NEW YORK (AP) — Stocks are climbing in afternoon trading Friday as investors respond to encouraging corporate news and dealmaking. The gains were broad. Seven of the 10 sectors of the Standard and Poor's 500 index rose, led by health care and technology companies. KEEPING SCORE: The Dow Jones...

 
              FILE - This Oct. 2, 2014, file photo shows the facade of the New York Stock Exchange. Global stock markets recovered their poise Friday, May 20, 2016, in the wake of sizeable falls triggered by the U.S. Federal Reserve's surprise indication that it could raise interest rates in June. (AP Photo/Richard Drew, File)

NEW YORK (AP) — Stocks are climbing in afternoon trading Friday as investors respond to encouraging corporate news and dealmaking. The gains were broad. Seven of the 10 sectors of the Standard and Poor's 500 index rose, led by health care and technology companies.

KEEPING SCORE: The Dow Jones industrial average rose 68 points, or 0.4 percent, to 17,503 at 2:57 p.m. Eastern time. The S&P 500 index rose 12 points, or 0.6 percent, to 2,052. The Nasdaq composite climbed 55 points, or 1.2 percent, to 4,768.

IN THE CHIPS: Applied Materials jumped $2.50, or nearly 13 percent, to $22.51 after the maker of chipmaking equipment reported earnings ahead of analysts' forecasts.

IN THE SOUP: Campbell Soup dropped $4.37, or nearly 7 percent, to $59.61 after reporting third-quarter sales that fell short of Wall Street expectations. The company partly blamed challenges in its V8 beverages business and problems with its fresh carrot supply.

DEAL NEWS: Interoil jumped $12.31, or 39 percent, to $43.96 after rival Oil Search announced a deal to buy the company for $2.2 billion. The deal still needs approval by shareholders.

GAP HIGHER: Gap rose 60 cents, or 4. 5 percent, to $17.88 after announcing late Thursday that it's closing 75 Old Navy and Banana Republic stores outside North America. The announcement came as the clothes retailer reported a 47 percent drop in first-quarter profits and falling revenue.

FED IN FOCUS: Investors have been spooked by Wednesday's release of minutes of the last Federal Reserve meeting that suggested the central bank may raise interest rates in June. But Jim Paulsen, chief investment strategist for Wells Capital Management, thinks the market should welcome talk of a rate increase because it shows the economy is strengthening. "The economy is good enough that even the Fed thinks it might be able to raise rates," he said. "Job creation is there, unemployment is low."

EUROPE REBOUNDS: Britain's FTSE 100 was up 1.7 percent while Germany's DAX rose 1.2 percent. France's CAC 40 advanced 1.7 percent.
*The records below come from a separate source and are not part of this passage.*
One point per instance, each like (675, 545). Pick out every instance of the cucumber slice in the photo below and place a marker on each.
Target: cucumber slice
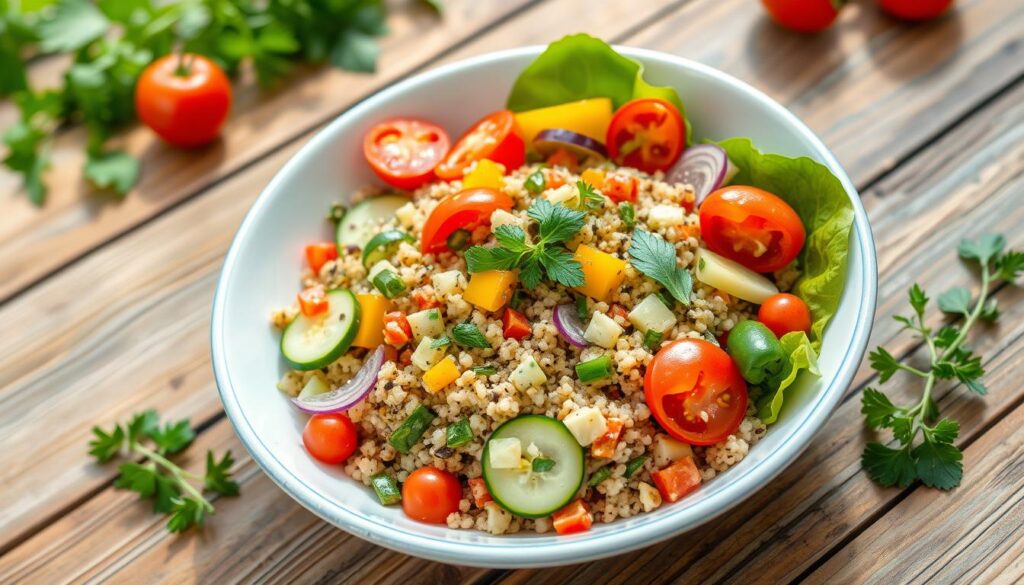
(537, 495)
(311, 342)
(383, 245)
(363, 219)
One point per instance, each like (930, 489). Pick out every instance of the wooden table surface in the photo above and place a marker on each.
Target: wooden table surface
(104, 308)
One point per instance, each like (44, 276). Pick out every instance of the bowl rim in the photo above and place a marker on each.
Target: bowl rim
(519, 552)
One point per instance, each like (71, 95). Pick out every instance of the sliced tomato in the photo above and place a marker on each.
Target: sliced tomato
(465, 210)
(403, 152)
(496, 136)
(695, 391)
(752, 226)
(648, 134)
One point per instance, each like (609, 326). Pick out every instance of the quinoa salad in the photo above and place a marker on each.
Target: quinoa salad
(569, 315)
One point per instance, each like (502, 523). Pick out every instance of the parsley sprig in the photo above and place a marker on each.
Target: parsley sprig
(156, 476)
(556, 223)
(926, 451)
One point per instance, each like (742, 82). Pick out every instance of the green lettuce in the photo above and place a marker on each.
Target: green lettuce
(801, 356)
(579, 67)
(824, 208)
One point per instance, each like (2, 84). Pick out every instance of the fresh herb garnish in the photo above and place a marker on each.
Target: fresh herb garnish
(656, 258)
(159, 478)
(934, 459)
(556, 224)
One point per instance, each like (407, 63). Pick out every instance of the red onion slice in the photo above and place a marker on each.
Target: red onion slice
(550, 140)
(568, 325)
(706, 167)
(349, 393)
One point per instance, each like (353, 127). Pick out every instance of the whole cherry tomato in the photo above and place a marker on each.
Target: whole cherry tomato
(183, 98)
(804, 15)
(647, 133)
(752, 226)
(496, 137)
(429, 495)
(695, 391)
(464, 210)
(403, 152)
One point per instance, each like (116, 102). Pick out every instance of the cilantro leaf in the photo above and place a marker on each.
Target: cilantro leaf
(656, 258)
ASIA'S DAY: Japan's Nikkei 225 rose 0.5 percent while South Korea's Kospi was flat. Hong Kong's Hang Seng index rose 0.8 percent. Australia's S&P/ASX 200 gained 0.5 percent.
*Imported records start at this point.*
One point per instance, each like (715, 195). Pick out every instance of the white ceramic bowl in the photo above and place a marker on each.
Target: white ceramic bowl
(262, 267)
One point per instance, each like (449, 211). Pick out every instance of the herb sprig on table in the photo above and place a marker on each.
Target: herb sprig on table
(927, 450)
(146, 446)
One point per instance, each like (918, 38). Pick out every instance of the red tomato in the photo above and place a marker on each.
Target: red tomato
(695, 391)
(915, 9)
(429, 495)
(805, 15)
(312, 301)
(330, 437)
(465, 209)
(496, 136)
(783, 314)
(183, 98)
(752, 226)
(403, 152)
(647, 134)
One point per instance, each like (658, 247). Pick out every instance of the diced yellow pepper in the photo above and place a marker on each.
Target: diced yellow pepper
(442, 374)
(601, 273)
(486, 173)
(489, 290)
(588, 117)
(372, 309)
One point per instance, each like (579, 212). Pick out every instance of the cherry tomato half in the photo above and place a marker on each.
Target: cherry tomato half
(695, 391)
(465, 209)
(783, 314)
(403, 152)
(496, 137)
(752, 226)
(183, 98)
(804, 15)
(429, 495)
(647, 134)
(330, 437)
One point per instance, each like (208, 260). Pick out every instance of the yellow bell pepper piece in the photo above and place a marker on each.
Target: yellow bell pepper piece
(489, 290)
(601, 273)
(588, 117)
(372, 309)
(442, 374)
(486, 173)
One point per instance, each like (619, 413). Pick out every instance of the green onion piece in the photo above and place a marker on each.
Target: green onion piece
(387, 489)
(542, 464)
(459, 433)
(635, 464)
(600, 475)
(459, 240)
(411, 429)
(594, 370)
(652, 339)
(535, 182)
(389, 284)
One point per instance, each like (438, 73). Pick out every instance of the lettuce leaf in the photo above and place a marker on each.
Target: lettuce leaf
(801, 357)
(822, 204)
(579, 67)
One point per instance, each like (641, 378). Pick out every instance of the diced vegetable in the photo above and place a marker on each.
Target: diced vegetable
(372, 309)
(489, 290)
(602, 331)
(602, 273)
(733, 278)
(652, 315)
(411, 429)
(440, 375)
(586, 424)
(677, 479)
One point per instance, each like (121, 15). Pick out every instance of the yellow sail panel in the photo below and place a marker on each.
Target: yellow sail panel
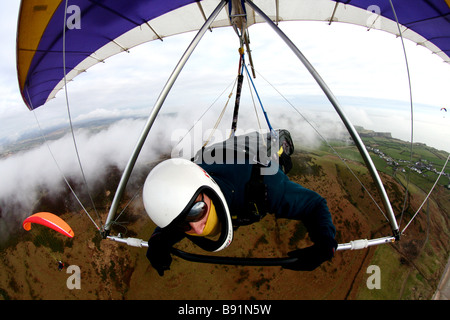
(33, 19)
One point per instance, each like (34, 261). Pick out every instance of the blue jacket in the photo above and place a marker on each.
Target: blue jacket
(286, 199)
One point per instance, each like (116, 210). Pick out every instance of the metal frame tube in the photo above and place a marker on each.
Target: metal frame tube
(151, 119)
(351, 129)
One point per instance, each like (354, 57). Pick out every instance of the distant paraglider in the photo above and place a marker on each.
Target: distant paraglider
(49, 220)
OIL: Benchmark U.S. oil fell 33 cents at $48.34 a barrel in New York and Brent, used to price international oils, lost 4 cents to $48.68 a barrel in London.

OTHER ENERGY TRADING: Wholesale gasoline inched up to $1.64 a gallon. Heating oil rose 1 cent to $1.49 a gallon. Natural gas rose 2 cents to $2.06 per 1,000 cubic feet.
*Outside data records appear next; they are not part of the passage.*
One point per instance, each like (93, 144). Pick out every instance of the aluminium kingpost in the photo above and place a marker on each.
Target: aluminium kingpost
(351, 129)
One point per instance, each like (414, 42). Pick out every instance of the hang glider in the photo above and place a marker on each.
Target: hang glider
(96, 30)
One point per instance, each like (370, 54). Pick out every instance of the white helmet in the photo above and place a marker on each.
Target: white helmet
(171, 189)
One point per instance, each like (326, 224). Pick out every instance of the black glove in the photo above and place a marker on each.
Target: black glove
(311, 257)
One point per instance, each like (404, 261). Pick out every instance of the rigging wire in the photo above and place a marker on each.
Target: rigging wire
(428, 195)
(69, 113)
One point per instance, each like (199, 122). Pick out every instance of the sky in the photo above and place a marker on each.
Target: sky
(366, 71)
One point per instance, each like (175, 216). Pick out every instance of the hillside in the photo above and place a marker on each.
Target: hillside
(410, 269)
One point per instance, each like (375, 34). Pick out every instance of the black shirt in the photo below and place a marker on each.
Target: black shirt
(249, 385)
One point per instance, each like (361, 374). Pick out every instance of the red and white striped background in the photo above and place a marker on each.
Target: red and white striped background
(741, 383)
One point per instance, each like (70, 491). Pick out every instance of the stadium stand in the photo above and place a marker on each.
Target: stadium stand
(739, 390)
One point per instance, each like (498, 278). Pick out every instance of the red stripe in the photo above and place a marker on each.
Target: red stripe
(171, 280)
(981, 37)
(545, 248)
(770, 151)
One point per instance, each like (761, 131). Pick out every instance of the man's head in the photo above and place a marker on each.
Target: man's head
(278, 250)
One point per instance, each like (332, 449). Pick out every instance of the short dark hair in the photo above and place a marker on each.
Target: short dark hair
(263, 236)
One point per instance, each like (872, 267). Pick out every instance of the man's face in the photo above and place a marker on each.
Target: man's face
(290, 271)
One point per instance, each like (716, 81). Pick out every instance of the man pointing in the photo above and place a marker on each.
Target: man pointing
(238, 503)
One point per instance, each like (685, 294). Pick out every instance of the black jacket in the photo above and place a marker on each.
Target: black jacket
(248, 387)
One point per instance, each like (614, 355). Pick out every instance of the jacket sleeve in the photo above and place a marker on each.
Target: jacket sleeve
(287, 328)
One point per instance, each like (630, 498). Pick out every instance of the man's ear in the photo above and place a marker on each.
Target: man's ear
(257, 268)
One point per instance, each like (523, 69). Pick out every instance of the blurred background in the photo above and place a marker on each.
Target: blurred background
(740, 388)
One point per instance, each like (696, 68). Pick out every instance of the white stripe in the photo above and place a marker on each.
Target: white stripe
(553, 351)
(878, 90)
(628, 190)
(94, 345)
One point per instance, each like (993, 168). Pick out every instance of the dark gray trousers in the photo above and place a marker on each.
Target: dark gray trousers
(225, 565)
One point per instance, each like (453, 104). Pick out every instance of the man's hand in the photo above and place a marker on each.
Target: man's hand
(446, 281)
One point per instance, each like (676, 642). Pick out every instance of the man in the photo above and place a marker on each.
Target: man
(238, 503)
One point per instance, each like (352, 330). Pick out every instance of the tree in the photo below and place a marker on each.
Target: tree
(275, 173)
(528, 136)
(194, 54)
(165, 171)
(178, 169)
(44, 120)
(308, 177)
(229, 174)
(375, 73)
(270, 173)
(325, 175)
BONDS AND CURRENCIES: Bond prices rose slightly. The yield on the 10-year Treasury note slipped to 1.84 percent from 1.85 percent late Thursday. The euro rose to $1.1219 from $1.1202, while the dollar rose to 110.23 yen from 109.89 yen.

METALS: Metals prices were mixed. Gold fell $1.90 to $1,252.90 an ounce. Silver added 4 cents to $16.53 an ounce. Copper remained at $2.06 a pound.